Atticus treated both women as a typical Southern lady, with respect and politeness even though they may do/say something against his own children.

Step-by-step explanation:

Harper Lee's "To Kill A Mockingbird" revolves around the lives of the American South state of Maycomb, Alabama. The racist attitude of the people and the lives of the people during the prejudice times is also reflected in the story.

Atticus Finch is the lawyer dad of the small children characters Jem and Scout Finch. They are the family whose interactions with their other characters through which we will be acquainted with the issue an lives of the people in that town.

The characters of Mrs. Dubose and Miss Maudie are two contrasting women in the story. Mrs. Dubose is elderly and ill-tempered whereas Miss Maudie is a sharp-tongued widow but a good friend of the Finches, even the children.

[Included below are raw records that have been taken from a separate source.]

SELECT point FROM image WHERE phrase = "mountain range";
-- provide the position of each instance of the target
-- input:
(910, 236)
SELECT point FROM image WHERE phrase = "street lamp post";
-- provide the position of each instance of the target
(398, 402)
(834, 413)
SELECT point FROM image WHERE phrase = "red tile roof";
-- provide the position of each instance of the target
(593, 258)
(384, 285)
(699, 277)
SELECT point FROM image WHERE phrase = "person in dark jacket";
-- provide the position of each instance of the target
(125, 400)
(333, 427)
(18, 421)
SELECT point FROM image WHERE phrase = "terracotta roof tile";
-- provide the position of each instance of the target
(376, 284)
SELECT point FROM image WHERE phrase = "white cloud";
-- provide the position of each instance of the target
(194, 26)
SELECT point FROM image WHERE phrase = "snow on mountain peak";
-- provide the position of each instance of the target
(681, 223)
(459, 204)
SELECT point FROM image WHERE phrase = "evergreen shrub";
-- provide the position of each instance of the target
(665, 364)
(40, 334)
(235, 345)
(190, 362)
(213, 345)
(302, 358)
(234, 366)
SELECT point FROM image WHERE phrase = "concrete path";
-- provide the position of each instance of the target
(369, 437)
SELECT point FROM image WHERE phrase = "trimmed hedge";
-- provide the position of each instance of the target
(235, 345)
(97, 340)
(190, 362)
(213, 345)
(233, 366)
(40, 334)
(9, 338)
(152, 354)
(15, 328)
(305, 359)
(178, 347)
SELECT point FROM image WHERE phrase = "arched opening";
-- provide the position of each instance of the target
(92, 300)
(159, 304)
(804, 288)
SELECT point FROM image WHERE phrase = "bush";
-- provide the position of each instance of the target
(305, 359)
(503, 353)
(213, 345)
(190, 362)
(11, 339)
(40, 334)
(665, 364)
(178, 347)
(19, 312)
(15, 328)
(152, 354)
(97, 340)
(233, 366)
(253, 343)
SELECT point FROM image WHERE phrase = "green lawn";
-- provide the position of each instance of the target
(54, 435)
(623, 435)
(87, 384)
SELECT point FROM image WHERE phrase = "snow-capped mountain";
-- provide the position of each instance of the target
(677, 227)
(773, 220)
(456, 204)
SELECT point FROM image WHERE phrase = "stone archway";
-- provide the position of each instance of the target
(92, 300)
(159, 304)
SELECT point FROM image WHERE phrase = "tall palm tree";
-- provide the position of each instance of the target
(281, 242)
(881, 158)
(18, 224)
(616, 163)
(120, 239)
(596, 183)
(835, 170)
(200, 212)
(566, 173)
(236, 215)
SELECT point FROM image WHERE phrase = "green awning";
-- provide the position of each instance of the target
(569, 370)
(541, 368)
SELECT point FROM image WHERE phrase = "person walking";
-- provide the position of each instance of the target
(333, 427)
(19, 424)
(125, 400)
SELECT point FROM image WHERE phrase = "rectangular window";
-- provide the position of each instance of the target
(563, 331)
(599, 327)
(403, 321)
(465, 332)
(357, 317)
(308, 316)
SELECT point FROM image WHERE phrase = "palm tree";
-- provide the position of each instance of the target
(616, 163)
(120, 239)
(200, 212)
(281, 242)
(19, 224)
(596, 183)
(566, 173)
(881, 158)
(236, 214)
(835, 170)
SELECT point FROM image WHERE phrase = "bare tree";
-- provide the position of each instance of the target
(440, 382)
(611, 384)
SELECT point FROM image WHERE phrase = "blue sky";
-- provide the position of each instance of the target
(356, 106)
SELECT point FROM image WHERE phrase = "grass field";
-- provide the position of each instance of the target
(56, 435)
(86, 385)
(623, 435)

Atticus' treatment of these two women is just the typical gentleman, treating them with respect and courtesy and politeness. Even though Mrs. Dubose insulted the children, Atticus took no anger. Rather, he continued to treat her like he would treat any other women. He treated her like a real Southern lady, politely holding the door for her even after she had insulted his children.

Likewise, Miss Maudie may have never shown her opinion about whatever Atticus had done, but in her treatment of the Finch children, we can know that she supports him in his choice of defending Tom. Even though she knows that defending a colored man in a white majority community is tricky and even risky, she still kept her support for him fro she knows what he is doing is right.